Given her enthusiasm for all things English, it is not surprising that it was Catherine the Great who introduced Horse Racing in the English Style to Russia in the 1780’s, and it was only a matter of time before the sport became a vehicle for diplomatic exchange.

On at least two occasions in the 19th Century members of the Russian Royal Family, having enjoyed visits to English race courses,  donated prize money as a gesture of goodwill.  Both gifts have connections with races that still run today.

In 1839, following a particularly uncomfortable period in Anglo/Russian diplomatic relations, Nicholas 1st wishing to improve matters sent his son, the ill-fated future Alexander 2nd, on a state visit to England.  Despite initial misgivings the visit proved to be a success.  Victoria expressed herself to be ‘delighted’ with her visitor, who taught her to dance the Mazurka at Windsor Castle. Palmerston took the Grand Duke to Newmarket Races, where he made a donation to the Jockey Club.  It was decided that an annual race should be  named after him and the Cesarevich, as it is called, continues to be run at the course every October.

A less happy visit by a Russian royal took place in 1844 when the Emperor himself, Nicholas 1st, came to England.  Nicholas was a much more demanding guest, and his visit, while later considered an overall success, was more awkward.  Like his son, the Emperor was also taken to the races, this time to Ascot.

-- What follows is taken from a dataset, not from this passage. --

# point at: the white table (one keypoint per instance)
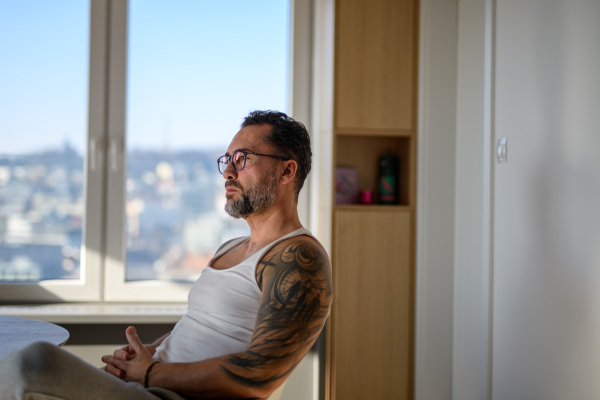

Here he announced that he would provide an annual race prize of 500 guineas for as long as he reigned.  The new trophy was called The Emperor’s Plate, which also became the name of the race, although, unsurprisingly, during the Crimean War, the event reverted to being called the Gold Cup.

Gifts of racehorses for diplomatic reasons probably go back to Catherine’s time, and the practice persisted during the Soviet Era.  Simon Dixon, in his article about trends in horseracing in the 19th Century (Slavonic and Eastern European Review 2020), describes how in 1946 Stalin presented two Russian  thoroughbreds to W. Averell Harriman, the departing American Ambassador. Harriman had admired the animals in Red Square where they were taking part in a victory parade. The Russian leader sent the horses to America along with a Russian vet, a jockey and two grooms.  History does not seem to relate if the humans involved ever returned to Russia.